As we finished off the last scone and emptied the pot of its last drop of tea, Mrs. Vinter asked, “Are you still painting, my dear?”

I gripped my hands, my knuckles white. “No, I haven't been able to since Simon died. My mind just refuses to . . . see things as I used to, and my hands fumble and tremble. I finally stopped trying.”

For the first time that afternoon, Mrs. Vinter's lined face sagged in something that looked like defeat. “Ahh, that's a shame. You were good, Kitty.

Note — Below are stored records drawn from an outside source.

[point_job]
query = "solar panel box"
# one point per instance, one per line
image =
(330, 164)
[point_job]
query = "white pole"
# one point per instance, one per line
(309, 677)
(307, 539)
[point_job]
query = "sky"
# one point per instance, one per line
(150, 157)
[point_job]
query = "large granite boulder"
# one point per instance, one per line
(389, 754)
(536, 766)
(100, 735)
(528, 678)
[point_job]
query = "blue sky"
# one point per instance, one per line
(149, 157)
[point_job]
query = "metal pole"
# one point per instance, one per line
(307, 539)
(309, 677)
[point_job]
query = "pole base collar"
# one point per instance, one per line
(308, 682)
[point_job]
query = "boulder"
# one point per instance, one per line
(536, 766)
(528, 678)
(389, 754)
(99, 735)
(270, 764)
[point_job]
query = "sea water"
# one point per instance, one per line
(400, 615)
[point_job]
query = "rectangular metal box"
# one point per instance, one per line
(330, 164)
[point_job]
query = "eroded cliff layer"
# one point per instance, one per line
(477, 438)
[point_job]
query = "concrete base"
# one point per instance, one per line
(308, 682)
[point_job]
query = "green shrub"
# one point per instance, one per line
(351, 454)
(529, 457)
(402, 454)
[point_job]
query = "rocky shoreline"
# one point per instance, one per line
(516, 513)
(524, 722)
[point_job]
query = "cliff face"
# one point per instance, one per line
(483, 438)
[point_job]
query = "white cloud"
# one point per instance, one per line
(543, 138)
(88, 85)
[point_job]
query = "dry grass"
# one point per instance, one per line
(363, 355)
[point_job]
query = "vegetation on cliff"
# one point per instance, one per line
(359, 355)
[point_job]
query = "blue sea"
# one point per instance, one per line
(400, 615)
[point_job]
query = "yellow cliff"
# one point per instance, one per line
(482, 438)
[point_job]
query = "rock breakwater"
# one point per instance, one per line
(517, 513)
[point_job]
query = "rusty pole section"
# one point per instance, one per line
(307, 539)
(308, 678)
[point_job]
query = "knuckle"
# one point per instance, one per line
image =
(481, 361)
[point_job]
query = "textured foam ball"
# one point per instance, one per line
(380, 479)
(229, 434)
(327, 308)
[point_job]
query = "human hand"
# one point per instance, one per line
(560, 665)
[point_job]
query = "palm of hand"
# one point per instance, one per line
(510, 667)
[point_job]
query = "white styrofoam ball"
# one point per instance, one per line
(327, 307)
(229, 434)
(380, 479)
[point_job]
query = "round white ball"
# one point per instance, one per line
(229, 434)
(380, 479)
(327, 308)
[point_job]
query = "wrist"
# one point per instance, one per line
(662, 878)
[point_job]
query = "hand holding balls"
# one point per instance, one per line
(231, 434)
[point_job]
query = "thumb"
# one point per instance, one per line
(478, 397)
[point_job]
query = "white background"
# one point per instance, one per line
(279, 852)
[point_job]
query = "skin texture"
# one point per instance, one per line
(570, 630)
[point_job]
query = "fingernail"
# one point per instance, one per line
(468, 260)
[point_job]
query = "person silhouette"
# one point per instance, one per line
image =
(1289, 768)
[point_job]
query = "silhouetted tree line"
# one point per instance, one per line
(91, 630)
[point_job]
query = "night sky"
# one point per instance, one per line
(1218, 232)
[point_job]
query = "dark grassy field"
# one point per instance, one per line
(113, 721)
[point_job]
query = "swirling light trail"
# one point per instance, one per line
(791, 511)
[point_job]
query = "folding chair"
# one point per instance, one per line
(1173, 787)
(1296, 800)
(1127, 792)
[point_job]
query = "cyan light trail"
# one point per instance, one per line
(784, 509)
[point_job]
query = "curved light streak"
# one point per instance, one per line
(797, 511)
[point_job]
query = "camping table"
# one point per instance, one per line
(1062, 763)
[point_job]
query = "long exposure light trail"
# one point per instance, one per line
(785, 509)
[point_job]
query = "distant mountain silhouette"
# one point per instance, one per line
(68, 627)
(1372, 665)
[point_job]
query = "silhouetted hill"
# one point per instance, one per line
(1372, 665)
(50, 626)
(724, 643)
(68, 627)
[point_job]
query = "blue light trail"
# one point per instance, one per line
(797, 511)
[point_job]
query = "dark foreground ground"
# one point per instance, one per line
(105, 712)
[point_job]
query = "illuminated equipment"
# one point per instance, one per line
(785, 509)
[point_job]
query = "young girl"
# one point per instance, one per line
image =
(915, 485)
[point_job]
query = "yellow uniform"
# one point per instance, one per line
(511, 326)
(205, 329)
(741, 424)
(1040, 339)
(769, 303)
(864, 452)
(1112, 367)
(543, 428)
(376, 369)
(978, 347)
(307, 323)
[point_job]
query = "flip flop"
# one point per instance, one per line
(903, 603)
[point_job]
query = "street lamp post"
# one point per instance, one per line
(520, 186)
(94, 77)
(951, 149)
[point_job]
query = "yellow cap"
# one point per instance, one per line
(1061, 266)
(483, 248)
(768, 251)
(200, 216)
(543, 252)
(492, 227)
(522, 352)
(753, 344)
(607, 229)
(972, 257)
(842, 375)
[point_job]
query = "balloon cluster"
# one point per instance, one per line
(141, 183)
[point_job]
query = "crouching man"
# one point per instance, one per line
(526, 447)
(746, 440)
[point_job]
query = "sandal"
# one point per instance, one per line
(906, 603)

You were damn good.” I hated the sense of disappointment I saw in her dulled eyes.

Minnie scurried into the room, wiping her hands on a dish towel. “It's Lady Boxley, mum,” she hissed. “She's asking to speak to Lady Katherine—alone. I've put her in the parlor to wait.”

We all exchanged wary glances, but of course I followed Minnie out into the hall where I stopped her with a hand on her arm. “Minnie, what did you mean when you mentioned that Lady Boxley would have some explaining to do?”

“Did I say that, milady? I didn't mean nothing. Mrs. V is always
scolding me for prattling on when I should be quiet and know my place.”

“But in this case, I want you to speak. Have you seen her with someone? Is that it?”

She eyed the floor with grim determination, mouth pursed tight.

“Please, Minnie. I'll not tell anyone you told me. You're perfectly safe.”

She grudgingly nodded, her eyes still on the floor. “Aye, miss. Up at the old ruins. Thought it was His Lordship.”

“Did they see you?”

“No, miss. My father would have killed me if I was caught up there with a boy. We slunk off quick and quiet.”

I tried not to remember my last sight of Cynthia in the arms of the blond officer in St. James's Park or the tears she shed as she released him with a kiss. Or William's avoidance of Nanreath Hall in the years since Hugh's birth. I tried to comfort myself with innocent scenarios and reasonable explanations, but the conclusions I continued to return to were anything but comforting. Still, whatever suspicions I harbored, I couldn't let Minnie's doubts continue.

“Perhaps it was one of Lady Boxley's brothers come for a visit. She has four of them.”

She gave a quick sharp jerk of her head. “Does she? I had four brothers, miss. None left but me now to take care of my da.”

“I'm so sorry.”

She shrugged off my pity. “Maybe it's as you say, miss. Maybe it was her brother up there in the ruins with her.” She opened the door to let me pass into the parlor, her final words spoken under her breath. “But I'd not wager on it.”